The story revolves around two sisters: Elsa and Anna. The story starts off with Anna waking Elsa up in the middle of the night begging her to show her magic powers. Elsa has the power to create and control ice and snow. They rush down to the ballroom and Elsa begins spreading snow everywhere. But after Elsa accidentally hits her with a blast of magic, their fun is cut short. Their parents then come down and quickly take her to be healed. This is when Elsa is forced to hide away from her sister, to never speak of or show anyone her powers. What lies in store is an incredible tale of how the love between two sisters can melt even the coldest of hearts.
This is by far the most well-told, animated and visually stunning of all of Disney’s movies. The animators spared no expense with this film. The characters move as if they were actual people, they almost look motion captured. From each strand of hair to the subtle movement of the flowers on the maypole, the feel of a winter wonderland is so apparent, the audience almost shivers. The visuals and special effects are amazing―no, awe-inspiring. The snowflakes look like many small diamonds flowing through the air. The amount of time and detail that went into the ice and snow effects makes one wish that snow in our world was that beautiful.

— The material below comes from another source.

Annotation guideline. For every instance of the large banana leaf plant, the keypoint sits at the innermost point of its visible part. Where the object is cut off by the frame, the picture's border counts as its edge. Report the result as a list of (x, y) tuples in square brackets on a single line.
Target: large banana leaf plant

While some stories take many chapters and sometimes even books to convey a certain feeling or emotion in the reader, “Frozen” is able to make the audience feel for Anna and Elsa in just a matter of minutes. Before the first 10 minutes of the movie has passed, the viewer will get a feeling for how truly alone Elsa is and how sad Anna has become after seeing her sister shut her out for most of their lives.
In the end, “Frozen” surpasses all of Disney’s previous movies. The story, the visuals, the music―heck, even the attention to the cultural detail of the Sami people amazes me. For those who want to go see a movie that was advertised for children but plays out as if it was intended for adults, 10 bucks to go see this fantastic film is well worth it.